Gillian Welch and David Rawlings play Capitol Theatre Saturday July 16th.
The Alternative Country music singer Gillian Welch is well known in Olympia having played here several times. After one previous show a friend of mine went off to get Gillian and her partner singer/guitarist David Rawlings’ autographs and revealed her lack of TV knowledge when she asked Gillian how she managed to record and tour and still have time to star in the X-Files TV series. Gillian politely pointed out that actually it was another Gillian (Anderson) who starred in that show but they were both gracious enough to still sign my friend’s white shirt.
That down home friendliness is all over Gillian and David’s latest release ‘The Harrow and The Harvest’ a record that they co-produced and played all the music on guitar, banjo and harmonica. Gillian doesn’t put out a lot of records, indeed the last one ‘Soul Journey’ came out 8 years ago. Although it could be argued that last year’s ‘A Friend of a Friend’ by David Rawlings Machine could count as hers because their styles and lives are so intertwined.
Rawlings recently spoke of that closeness to the Decemberists’ Colin Meloy, “As a songwriting team we are more seamless and fluid than ever before. It’s nearly impossible to unravel who wrote what word, what line, what sentiment.” And Gillian chimed in, “It’s truly immaterial at this point. When Dave and I really get down to work, it’s like we’re in a lifeboat, like we’re the only two people in the world, and it is very quiet. I think some of that quietness comes through on these recordings.”
These days the couple make their home in Nashville, TN and Gillian went on the say, “Tennessee figures rather prominently in the new songs, the truth is, we absented ourselves from Nashville for a while, to escape the weight of home and studio and record label. But I think our thoughts turned back there with a newness and clarity I hadn’t felt since I moved there almost 20 years ago.”
Welch’s image has changed over those 20 years, on her first record covers she looked like either a cowgirl or a dustbowl refugee, and on the cover of Rawling’s CD she looked like a magical creature that would be at home on ‘True Blood’ or some southern gothic vampire tale. The front cover artwork on ‘The Harrow and The Harvest’s continues with the pastoral magic while the back photo of the two of them is timeless and could have come from anytime in the last 100 years, (except for the 1980s).
The songs and performances are timeless as well and no drums, synths or auto-tunes were harmed in the making of this record.

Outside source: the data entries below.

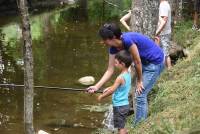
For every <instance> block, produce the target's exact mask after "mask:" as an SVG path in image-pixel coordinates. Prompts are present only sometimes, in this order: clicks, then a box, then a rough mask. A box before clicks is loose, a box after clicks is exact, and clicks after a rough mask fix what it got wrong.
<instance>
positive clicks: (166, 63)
mask: <svg viewBox="0 0 200 134" xmlns="http://www.w3.org/2000/svg"><path fill="white" fill-rule="evenodd" d="M156 37H159V38H160V46H161V48H162V49H163V51H164V54H165V64H166V66H167V69H170V68H171V67H172V65H171V59H170V56H169V49H170V40H171V7H170V5H169V2H168V1H167V0H160V6H159V19H158V27H157V30H156Z"/></svg>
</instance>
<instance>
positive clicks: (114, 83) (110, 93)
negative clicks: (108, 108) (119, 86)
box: [98, 77, 123, 101]
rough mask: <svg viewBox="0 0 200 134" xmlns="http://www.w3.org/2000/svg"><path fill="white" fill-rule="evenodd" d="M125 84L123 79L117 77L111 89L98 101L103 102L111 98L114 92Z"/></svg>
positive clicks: (111, 86) (99, 98)
mask: <svg viewBox="0 0 200 134" xmlns="http://www.w3.org/2000/svg"><path fill="white" fill-rule="evenodd" d="M122 83H123V79H122V78H121V77H117V79H116V80H115V82H114V84H113V85H112V86H111V87H109V88H108V89H107V90H106V91H105V92H104V93H103V94H101V95H99V96H98V101H101V100H102V99H103V98H105V97H107V96H110V95H111V94H113V92H114V91H115V90H116V89H117V88H118V87H119V86H120V85H121V84H122Z"/></svg>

The couple wrote all of the songs on ‘The Harrow and The Harvest’ but many of the phrases will be familiar to followers of bluegrass and country music. A song will start off with “Some bright morning…” or be titled ‘Silver Dagger’ or ‘Hard Times’ and ‘Scarlet Town’ which opens the CD on angelic guitar chords while the vocals shape a darker more earth bound tale of sorrow, following along the lines of ‘House of the Rising Sun’.
Though the songs are all new they tap into the history of Southern music and though I moved from TN in the late 70s these songs take me back there as they evoke sentimental feelings for the mythical South.
The most upbeat song here, ‘The Way it Goes’ still contains words of trouble and suffering which drop it down a few carefree notches before the ‘accept it all with just a shrug’ chorus kicks in.
With just the two of them singing and playing the songs at first seem light and summery in texture, but the lyrics belie that lightness and Gillian’s vocals exist on the boundary between light and dark, making it the best record to put on during a warm summer night preferably outside in a hammock. Or you can just go see them live.
Like their music they are approachable, natural people, friendly and open, just don’t ask Gillian about the X-Files.
Gillian Welch and David Rawlings play the Capitol Theatre on Saturday July 16th.